Herman Emil Georgi (June 16, 1870 - 1939) was an American schoolteacher, lawyer and Republican politician who served two terms as a member of the Wisconsin State Assembly from Milwaukee, Wisconsin, representing the 10th Milwaukee County district (the 10th Ward of the City of Milwaukee).

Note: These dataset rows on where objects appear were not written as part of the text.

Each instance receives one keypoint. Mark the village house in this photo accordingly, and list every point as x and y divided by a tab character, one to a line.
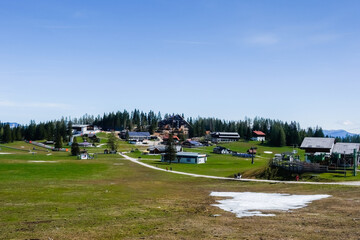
258	136
79	129
191	143
217	137
187	157
221	150
139	136
175	124
344	153
158	149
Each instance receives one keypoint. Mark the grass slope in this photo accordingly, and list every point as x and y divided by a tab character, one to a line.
112	198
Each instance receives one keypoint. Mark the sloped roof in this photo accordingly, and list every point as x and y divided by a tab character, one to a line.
139	134
189	154
348	148
259	133
225	135
317	142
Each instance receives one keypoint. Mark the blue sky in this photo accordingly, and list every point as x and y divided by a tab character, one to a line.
287	60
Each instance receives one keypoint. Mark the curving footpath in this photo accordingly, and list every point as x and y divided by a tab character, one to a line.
134	160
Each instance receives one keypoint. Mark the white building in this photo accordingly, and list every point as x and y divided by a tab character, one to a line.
187	157
217	137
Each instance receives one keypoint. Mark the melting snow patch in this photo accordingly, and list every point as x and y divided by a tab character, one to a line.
43	161
247	204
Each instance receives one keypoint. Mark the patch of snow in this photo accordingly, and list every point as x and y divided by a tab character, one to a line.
43	161
247	204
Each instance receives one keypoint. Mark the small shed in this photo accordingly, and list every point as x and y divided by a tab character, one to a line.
258	136
191	143
224	137
221	150
313	145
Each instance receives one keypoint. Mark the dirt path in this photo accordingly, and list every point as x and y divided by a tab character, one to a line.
355	183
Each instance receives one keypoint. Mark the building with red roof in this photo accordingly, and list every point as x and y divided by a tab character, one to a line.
258	136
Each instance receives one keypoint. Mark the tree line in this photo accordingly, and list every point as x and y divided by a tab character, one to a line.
58	131
278	133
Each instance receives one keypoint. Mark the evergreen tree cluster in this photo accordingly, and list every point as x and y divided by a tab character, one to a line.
134	120
57	131
278	133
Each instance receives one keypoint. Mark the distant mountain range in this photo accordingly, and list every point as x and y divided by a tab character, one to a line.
337	133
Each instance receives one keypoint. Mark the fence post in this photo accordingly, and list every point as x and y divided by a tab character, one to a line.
355	162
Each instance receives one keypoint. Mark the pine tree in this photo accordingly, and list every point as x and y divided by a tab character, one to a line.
58	141
170	152
282	137
75	150
7	137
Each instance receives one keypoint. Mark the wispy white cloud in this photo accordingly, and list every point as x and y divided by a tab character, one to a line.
187	42
263	39
32	104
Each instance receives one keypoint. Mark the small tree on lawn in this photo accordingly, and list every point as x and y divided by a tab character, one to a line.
113	142
58	141
170	152
75	150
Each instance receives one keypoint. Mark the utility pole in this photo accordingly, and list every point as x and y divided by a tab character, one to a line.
252	155
355	162
344	165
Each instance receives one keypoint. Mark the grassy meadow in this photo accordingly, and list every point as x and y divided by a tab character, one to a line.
112	198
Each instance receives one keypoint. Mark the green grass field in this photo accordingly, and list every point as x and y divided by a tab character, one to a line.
112	198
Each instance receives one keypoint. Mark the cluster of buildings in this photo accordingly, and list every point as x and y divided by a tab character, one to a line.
319	149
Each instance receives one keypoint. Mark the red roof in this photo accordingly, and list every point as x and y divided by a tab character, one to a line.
259	133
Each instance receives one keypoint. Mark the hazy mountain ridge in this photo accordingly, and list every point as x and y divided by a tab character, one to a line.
338	133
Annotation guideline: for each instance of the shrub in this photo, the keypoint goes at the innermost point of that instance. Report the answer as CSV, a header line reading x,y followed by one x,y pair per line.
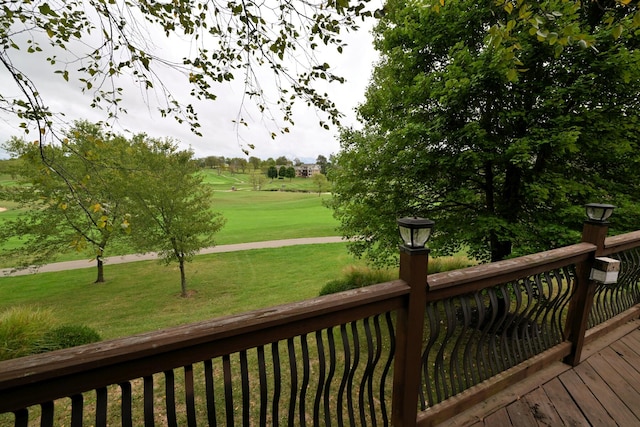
x,y
20,328
66,336
357,277
440,264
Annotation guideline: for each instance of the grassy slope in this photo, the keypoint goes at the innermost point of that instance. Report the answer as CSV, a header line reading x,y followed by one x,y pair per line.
x,y
143,296
251,215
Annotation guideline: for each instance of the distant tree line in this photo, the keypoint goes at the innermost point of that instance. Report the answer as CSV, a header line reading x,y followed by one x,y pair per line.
x,y
140,192
281,167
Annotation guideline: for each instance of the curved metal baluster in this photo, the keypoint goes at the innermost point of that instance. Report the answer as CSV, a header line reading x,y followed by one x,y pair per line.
x,y
343,381
446,380
244,381
264,389
228,389
428,381
125,406
293,386
46,414
488,320
472,376
330,374
148,401
352,371
101,407
170,398
387,368
456,372
209,392
525,321
366,386
305,379
322,368
515,339
277,381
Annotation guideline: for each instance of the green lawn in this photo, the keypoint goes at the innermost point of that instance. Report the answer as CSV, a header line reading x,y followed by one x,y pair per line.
x,y
144,296
252,216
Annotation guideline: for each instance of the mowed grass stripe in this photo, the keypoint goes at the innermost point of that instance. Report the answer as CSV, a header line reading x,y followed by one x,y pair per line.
x,y
143,296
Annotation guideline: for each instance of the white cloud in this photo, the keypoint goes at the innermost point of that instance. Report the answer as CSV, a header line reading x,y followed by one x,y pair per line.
x,y
305,140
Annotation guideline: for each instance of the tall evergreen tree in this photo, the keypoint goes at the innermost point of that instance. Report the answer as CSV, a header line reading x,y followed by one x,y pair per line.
x,y
502,158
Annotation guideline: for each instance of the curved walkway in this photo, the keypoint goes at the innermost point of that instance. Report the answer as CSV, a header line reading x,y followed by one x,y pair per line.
x,y
73,265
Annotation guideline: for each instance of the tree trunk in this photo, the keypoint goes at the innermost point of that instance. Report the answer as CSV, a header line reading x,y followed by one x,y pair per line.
x,y
183,277
100,266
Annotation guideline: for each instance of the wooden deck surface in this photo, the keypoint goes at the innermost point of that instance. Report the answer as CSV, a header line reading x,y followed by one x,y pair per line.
x,y
603,390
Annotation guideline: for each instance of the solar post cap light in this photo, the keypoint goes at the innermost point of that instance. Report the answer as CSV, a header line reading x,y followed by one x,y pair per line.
x,y
414,231
598,212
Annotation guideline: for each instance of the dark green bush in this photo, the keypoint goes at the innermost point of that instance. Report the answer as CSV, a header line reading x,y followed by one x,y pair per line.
x,y
66,336
440,264
20,328
356,277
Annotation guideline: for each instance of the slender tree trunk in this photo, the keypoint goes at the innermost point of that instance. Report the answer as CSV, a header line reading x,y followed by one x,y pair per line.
x,y
100,266
183,278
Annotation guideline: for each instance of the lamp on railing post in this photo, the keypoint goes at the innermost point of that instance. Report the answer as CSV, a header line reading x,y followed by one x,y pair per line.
x,y
594,231
415,233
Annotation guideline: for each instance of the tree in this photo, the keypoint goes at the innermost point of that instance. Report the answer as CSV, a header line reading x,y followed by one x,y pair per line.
x,y
502,162
282,161
291,173
85,210
272,172
320,182
255,162
257,179
322,162
173,208
99,44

== Background and career ==
Georgi was born on June 16, 1870, in Milwaukee, was educated in the Milwaukee Public Schools, taught school and attended the University of Wisconsin-Madison, graduating from it in June 1891, and took up the practice of law in his native city. In November 1904, he married Ottilie "Tillie" Memmler. They had 2 sons, Carl Georgi in 1906 and Richard Georgi in 1919.

== Legislative service ==
He was first elected to the Assembly in 1906, with 1,221 votes to 1,004 for the Socialist George Mensing, succeeding fellow Republican Louis Metzler. Georgi was re-elected in 1908 by only nine votes, with 1,219 votes to 1,210 for the Socialist William Coleman and 896 for the Democrat William A. Aschman.

He did not run for re-election in 1910, and was succeeded by the Socialist Arthur Kahn.

== Later life ==
Georgi was still listed as practicing law in Milwaukee in the 1928 edition of Martindale's American Law Directory.